Les manifestations en Serbie n'ont pas fléchi depuis dix-huit mois, affichant des pics de participants, comme les 300 000 rassemblés le 15 mars 2025 pour dénoncer les dérives du gouvernement d'Aleksandar Vucic. Les étudiants, en première ligne, espèrent redynamiser la mobilisation après un grand rassemblement sur la place Slavija, où la police a estimé la participation à environ 34 300 personnes. Un groupe de surveillance, Arhiv javnih skupova, a annoncé que les images laissaient entendre que ce rassemblement serait l'un des plus massifs de l'histoire récente de la Serbie.
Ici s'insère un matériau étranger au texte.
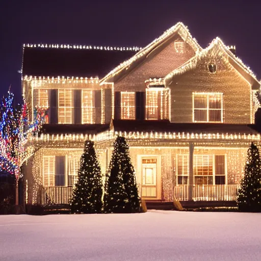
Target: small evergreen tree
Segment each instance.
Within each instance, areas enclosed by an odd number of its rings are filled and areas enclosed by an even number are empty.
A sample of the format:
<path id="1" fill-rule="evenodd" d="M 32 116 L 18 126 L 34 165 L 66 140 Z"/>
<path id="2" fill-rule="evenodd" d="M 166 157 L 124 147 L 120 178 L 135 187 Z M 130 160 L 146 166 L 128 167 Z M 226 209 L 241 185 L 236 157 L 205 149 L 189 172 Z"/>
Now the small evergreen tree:
<path id="1" fill-rule="evenodd" d="M 78 180 L 70 202 L 72 213 L 100 213 L 102 207 L 102 181 L 93 142 L 85 142 L 81 158 Z"/>
<path id="2" fill-rule="evenodd" d="M 261 211 L 261 160 L 252 143 L 247 151 L 245 175 L 241 181 L 237 203 L 241 211 Z"/>
<path id="3" fill-rule="evenodd" d="M 118 137 L 106 175 L 104 195 L 105 210 L 107 213 L 131 213 L 140 211 L 134 168 L 128 146 L 124 137 Z"/>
Des tensions en fin de manifestation
Après la fin pacifique du rassemblement, des incidents violents ont éclaté à proximité, ciblant les forces de l'ordre. Des manifestants ont été interpellés après avoir affronté la police avec des pierres et des projets, poussant le procureur général à promettre des poursuites. Ce climat de tension a été exacerbé par les déclarations du président Vucic, qui a dénoncé des images « nuisibles pour la Serbie ».
Voix étudiantes et appel à l’unité
Vuk Vucin, un étudiant de 22 ans, a expliqué que ce rassemblement était essentiel pour montrer que les jeunes n'ont pas perdu leur détermination face au pouvoir. Andjela, une étudiante en architecture de 24 ans, a également souligné l'importance de ce moment sur la scène politique. Leurs voix résonnent avec celles de nombreuses autres personnes présentes, témoignant d'une volonté collective de changement. Ils sont conscients que « cette force, c'est le nombre » et affirment leur intention de continuer la lutte jusqu'à obtenir des résultats, des perspectives partagées avec l'ensemble des manifestants selon des témoignages recueillis sur place.
En parallèle, le Conseil de l'Europe a exprimé des inquiétudes face au traitement policier des manifestations, évoquant des allégations d'usage excessif de force et de violations des droits des manifestants,, une situation qui soulève des interrogations sur les pratiques de gouvernance en Serbie.